Pseudoplexaura porosa, commonly known as the porous sea rod or the porous false plexaura, is a species of gorgonian-type colonial octocoral in the family Plexauridae. It is native to the Caribbean Sea and the Gulf of Mexico.

==Description==
Pseudoplexaura porosa is a large species of coral, growing to a height of about 2.25 m. The colony is tree-like, upright and relatively robust. It grows from a trunk that may be 5 cm thick and branches dichotomously (forking repeatedly into pairs of equal-sized branches). The end branches are long and slightly tapered, averaging about 4 mm thick. The branches are smooth and the tips are soft and slimy. The apertures from which the polyps project are large and crowded together, and are arranged spirally up the branches. The polyps overlap each other, each one having eight tentacles. This octocoral is some shade of pale yellow, tan, or reddish-purple.

==Distribution==
Pseudoplexaura porosa is found in the Caribbean Sea and Gulf of Mexico. Its range extends from Bermuda and Florida to Colombia, and it usually grows on reefs between 3 and 6 m deep, but has been recorded at depths as great as 280 m. This octocoral thrives in areas with strong currents and, in contrast to stony corals, the branches are flexible and sway about with the movement of the water.

==Biology==
The polyps spread out their tentacles to feed on plankton and other fine organic particles both day and night. The octocoral has symbionts in the form of single-celled protists called zooxanthellae that inhabit the tissues. These are photosynthetic and provide their host with nutrients.
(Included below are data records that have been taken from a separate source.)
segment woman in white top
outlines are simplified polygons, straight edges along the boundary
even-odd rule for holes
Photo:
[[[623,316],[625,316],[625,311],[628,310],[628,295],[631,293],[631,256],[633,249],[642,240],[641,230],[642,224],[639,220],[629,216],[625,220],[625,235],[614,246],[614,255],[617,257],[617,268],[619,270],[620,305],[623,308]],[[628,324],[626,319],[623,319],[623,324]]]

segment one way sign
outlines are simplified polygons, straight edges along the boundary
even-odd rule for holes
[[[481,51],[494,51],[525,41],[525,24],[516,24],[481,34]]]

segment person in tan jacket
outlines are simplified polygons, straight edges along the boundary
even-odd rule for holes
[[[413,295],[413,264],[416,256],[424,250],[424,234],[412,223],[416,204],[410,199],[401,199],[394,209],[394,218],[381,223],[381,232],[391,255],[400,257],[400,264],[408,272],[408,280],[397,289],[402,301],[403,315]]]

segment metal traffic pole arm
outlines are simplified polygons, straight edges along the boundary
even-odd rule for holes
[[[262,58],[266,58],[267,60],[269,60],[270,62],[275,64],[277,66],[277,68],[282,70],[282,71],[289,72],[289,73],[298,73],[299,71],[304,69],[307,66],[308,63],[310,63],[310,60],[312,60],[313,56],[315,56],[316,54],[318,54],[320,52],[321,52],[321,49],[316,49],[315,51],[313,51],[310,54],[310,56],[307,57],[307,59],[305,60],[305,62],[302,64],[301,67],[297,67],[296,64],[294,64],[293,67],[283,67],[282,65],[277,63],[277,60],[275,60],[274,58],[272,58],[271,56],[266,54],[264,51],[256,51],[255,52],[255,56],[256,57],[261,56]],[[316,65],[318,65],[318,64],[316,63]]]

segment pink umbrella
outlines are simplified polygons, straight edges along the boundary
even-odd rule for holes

The polyps are armed with nematocysts (stinging cells) and can be retracted into the branches defensively. Pseudoplexaura porosa has few predators; animals that sometimes feed on it include the flamingo tongue snail, nudibranchs, butterflyfish and some angelfish.

Individual colonies of P. porosa are either male or female. On particular nights about five days after a full moon in summer and regulated by the lunar cycle, mature colonies liberate gametes into the sea. Planula larvae that develop from fertilised eggs sink to the seabed five days later and undergo metamorphosis to found new colonies. These are soon colonised by zooxanthellae and grow by budding of new polyps. Besides growing asexually and reproducing sexually, pieces of this coral may detach from the parent colony and become fixed to substrate to create a new colony. P. porosa can live for several decades, and the greatest cause of mortality is detachment from the seabed during tropical storms.

==Secondary metabolites==
Several different substances have been isolated from the tissues. One of these is crassin acetate, a diterpene lactone first obtained from this source and found to be present in very high concentrations in the zooxanthellae.
Diterpenoids isolated from Pseudoplexaura porosa show cytotoxic antitumour activity when screened against samples of human tumour cells.